Once scientists discovered a way to permanently transform a given population of organisms, it was only a matter of time until governments and militaries started exploring what they could do with the technology.
In 2012, researchers first discovered the technique known as Crispr Cas-9, which makes it possible to create the gene drives that can alter or eliminate all members of a given species—say, malarial mosquitoes or invasive rodents. Now The Guardian has reported that DARPA, the US government agency that researches advanced military technology, is investing $100 million to study gene drives, making it the world’s largest funder of such research.
DARPA had earlier announced investments in gene drive technologies, but the $100 million figure is higher than previously publicly revealed. It comes from emails obtained through open-records requests and publicized by the ETC Group, a Canada-based organization focused on the impact of new technologies.

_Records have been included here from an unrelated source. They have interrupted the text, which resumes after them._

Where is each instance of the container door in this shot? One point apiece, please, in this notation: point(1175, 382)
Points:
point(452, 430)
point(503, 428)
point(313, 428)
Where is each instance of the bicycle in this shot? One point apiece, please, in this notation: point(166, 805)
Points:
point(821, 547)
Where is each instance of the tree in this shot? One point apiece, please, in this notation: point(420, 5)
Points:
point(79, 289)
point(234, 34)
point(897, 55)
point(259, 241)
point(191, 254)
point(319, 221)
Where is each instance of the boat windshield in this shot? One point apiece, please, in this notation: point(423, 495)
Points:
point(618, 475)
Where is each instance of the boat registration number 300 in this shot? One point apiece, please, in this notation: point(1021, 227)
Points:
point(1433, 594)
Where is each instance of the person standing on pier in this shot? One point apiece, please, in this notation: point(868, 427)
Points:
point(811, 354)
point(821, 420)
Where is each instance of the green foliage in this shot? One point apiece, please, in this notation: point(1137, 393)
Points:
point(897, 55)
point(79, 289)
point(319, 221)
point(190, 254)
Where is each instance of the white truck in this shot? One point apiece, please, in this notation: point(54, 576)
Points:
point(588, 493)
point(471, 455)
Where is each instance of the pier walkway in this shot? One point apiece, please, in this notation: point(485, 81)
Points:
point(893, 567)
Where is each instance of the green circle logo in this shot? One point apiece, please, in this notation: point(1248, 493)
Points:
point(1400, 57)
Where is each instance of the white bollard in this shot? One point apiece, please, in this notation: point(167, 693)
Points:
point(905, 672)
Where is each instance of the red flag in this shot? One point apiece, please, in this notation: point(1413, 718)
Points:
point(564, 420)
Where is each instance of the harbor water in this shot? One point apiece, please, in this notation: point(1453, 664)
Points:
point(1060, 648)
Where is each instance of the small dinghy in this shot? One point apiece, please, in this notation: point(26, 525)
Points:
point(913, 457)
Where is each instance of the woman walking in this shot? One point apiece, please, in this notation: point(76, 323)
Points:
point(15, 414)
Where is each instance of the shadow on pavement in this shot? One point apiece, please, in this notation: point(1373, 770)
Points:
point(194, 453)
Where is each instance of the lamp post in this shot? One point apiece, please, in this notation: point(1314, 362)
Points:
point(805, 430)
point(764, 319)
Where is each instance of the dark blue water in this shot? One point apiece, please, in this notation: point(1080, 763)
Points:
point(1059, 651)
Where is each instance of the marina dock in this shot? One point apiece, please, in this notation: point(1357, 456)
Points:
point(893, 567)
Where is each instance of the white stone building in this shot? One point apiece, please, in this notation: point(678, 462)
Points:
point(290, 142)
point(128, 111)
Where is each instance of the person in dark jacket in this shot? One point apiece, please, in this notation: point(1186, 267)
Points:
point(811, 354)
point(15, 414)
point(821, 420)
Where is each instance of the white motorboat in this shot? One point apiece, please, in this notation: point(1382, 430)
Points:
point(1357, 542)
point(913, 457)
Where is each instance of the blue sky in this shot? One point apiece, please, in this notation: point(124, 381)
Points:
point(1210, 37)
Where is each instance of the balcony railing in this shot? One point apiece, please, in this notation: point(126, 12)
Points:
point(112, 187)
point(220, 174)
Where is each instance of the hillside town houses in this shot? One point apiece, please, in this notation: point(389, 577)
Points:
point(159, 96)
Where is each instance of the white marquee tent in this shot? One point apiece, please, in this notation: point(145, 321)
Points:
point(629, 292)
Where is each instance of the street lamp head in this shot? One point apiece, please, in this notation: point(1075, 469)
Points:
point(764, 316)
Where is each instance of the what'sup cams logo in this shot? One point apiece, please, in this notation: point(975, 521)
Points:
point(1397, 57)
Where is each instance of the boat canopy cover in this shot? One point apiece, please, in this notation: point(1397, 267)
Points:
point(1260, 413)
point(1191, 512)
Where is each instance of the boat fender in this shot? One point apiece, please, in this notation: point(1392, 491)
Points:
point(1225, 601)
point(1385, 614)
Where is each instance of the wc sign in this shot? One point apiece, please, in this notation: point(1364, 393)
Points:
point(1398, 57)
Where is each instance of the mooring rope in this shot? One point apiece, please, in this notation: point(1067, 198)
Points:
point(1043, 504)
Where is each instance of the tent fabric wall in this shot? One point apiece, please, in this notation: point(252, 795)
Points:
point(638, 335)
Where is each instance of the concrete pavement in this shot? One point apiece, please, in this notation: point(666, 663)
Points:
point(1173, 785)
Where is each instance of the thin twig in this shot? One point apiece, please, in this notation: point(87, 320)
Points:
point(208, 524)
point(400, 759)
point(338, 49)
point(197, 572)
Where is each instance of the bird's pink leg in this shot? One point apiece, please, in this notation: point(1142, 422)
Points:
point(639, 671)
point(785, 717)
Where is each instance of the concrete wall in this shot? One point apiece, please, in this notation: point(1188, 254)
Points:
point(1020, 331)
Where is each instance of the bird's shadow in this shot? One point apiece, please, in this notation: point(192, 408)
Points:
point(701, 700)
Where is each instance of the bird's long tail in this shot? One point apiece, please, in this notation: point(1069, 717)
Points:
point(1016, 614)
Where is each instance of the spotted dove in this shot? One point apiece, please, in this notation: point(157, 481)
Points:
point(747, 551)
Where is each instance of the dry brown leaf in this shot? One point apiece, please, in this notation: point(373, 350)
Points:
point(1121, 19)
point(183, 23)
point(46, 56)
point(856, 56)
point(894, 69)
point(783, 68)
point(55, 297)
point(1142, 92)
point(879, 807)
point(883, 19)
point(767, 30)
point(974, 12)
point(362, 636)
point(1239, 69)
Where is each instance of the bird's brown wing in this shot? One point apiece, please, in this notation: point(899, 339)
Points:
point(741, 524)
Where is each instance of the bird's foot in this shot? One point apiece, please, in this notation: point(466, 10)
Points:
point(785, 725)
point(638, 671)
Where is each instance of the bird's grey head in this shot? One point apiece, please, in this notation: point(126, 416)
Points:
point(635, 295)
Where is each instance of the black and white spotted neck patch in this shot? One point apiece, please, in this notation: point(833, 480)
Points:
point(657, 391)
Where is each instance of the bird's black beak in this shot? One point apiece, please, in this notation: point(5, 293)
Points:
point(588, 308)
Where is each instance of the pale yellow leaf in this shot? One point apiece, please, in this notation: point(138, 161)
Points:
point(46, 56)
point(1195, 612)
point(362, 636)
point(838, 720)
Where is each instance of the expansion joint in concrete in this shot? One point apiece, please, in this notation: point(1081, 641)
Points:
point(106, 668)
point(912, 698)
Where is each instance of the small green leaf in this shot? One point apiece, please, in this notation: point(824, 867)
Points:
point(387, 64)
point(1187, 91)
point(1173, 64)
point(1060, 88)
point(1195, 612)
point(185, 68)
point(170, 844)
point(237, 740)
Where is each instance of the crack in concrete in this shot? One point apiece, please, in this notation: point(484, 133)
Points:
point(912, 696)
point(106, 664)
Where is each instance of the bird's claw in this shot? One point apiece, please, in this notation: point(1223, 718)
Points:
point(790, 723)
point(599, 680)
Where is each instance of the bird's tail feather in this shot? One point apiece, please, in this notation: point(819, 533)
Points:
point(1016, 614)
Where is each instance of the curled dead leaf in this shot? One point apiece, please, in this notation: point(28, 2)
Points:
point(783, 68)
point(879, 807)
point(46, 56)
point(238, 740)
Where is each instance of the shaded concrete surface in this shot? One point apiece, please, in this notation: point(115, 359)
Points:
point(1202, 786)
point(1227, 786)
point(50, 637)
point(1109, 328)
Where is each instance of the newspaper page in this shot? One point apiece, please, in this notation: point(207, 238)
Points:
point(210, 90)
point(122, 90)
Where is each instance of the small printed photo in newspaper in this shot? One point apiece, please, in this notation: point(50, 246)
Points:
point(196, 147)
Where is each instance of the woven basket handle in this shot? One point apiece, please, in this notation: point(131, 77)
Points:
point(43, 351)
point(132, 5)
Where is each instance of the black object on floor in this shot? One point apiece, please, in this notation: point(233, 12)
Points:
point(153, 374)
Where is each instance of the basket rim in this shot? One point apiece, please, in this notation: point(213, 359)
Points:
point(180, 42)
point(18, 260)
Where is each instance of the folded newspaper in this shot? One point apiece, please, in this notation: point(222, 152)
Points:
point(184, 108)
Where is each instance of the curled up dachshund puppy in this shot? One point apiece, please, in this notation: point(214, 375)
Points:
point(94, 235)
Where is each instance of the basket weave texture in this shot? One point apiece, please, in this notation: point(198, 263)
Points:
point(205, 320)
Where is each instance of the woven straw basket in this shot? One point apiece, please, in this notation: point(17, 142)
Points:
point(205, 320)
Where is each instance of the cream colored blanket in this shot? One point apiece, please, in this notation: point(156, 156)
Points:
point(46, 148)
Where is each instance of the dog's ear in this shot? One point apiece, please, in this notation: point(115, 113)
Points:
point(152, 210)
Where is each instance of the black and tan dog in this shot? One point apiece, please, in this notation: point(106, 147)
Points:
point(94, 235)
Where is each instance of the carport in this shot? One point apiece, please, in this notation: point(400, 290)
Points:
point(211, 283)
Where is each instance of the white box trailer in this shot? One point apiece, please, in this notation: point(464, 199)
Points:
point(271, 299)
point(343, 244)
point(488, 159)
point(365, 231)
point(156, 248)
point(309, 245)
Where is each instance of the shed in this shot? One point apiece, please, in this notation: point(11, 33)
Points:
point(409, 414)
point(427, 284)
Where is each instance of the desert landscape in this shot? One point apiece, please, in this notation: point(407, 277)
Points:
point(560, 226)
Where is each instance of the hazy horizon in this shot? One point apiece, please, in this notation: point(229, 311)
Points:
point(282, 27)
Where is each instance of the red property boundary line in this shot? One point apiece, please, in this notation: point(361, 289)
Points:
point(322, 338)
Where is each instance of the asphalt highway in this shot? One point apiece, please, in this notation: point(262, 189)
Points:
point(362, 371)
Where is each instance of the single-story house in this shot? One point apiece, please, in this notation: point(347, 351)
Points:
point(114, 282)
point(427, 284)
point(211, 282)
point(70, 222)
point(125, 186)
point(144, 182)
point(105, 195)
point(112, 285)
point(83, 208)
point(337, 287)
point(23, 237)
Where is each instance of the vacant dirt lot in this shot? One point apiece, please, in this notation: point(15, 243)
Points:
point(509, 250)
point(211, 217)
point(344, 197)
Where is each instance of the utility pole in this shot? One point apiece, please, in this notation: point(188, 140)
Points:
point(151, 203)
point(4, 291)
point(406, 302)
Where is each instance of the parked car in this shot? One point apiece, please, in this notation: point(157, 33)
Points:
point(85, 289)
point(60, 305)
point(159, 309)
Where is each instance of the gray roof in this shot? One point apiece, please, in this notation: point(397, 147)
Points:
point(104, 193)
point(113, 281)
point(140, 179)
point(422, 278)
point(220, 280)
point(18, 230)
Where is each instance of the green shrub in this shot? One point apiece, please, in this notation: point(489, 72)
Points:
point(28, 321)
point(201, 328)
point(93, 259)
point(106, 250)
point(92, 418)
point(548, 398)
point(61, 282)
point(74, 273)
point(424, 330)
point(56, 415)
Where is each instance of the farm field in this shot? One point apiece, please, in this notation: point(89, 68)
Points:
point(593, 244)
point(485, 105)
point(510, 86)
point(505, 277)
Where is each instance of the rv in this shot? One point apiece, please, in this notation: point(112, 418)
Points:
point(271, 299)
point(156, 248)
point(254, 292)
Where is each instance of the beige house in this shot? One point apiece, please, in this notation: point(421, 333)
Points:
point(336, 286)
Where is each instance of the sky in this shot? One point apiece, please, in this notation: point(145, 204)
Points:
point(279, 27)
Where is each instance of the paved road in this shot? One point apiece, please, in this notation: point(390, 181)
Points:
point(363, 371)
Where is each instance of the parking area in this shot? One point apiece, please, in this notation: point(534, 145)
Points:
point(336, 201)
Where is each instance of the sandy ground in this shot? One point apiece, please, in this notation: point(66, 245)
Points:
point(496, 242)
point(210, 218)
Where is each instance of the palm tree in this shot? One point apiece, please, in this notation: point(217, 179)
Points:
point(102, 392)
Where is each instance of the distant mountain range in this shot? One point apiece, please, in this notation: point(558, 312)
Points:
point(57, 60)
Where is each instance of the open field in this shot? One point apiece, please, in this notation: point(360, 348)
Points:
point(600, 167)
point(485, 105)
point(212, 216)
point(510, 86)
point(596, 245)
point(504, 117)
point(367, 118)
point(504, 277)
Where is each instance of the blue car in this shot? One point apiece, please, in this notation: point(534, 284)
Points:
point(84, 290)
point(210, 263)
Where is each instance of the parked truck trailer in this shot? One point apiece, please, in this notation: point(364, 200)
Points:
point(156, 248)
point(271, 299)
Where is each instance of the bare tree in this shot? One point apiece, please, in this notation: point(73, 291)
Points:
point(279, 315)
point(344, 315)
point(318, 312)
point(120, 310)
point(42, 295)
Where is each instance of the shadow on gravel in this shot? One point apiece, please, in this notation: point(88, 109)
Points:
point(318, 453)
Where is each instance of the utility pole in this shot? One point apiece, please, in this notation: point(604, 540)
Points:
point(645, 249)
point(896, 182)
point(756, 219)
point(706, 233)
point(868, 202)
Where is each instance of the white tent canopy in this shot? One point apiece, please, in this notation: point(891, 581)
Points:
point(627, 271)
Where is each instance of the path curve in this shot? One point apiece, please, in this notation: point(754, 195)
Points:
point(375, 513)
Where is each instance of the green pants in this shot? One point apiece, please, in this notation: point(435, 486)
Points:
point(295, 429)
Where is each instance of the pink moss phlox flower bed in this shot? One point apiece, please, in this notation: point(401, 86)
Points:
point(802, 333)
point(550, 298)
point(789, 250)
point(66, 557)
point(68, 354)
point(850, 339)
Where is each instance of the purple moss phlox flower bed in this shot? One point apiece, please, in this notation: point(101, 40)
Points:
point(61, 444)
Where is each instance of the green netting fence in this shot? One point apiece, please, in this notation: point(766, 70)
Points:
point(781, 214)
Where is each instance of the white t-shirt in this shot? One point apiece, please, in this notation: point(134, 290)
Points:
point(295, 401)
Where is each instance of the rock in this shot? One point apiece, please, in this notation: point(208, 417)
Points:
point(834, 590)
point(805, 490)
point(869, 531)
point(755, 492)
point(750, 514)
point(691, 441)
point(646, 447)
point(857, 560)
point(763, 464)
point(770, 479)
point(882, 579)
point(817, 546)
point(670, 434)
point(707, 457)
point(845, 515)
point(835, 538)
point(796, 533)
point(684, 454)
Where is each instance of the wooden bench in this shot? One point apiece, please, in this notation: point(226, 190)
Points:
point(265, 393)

DARPA, of course, says its goal is strictly defensive. A spokesman told The Guardian, “it is critical for the Department of Defense to defend its personnel and preserve military readiness,” and a gene-drive researcher hired by DARPA, Andrea Crisanti, said his project’s interest was strictly in containing the technology’s undesirable effects. “We have never been asked to consider any application not for the good of eliminating plagues,” the newspaper quotes him as saying.
The Guardian and some advocacy organizations call gene drives “genetic extinction technologies,” a term that emphasizes worst-case scenarios. It’s true that gene drives could in theory wipe out a species; they could also be used to wipe out disease. Last year Sonia Ben Ouagrham-Gormley and Kathleen M. Vogel, writing in The Bulletin, broke down the good, the bad, and the hype surrounding gene drives.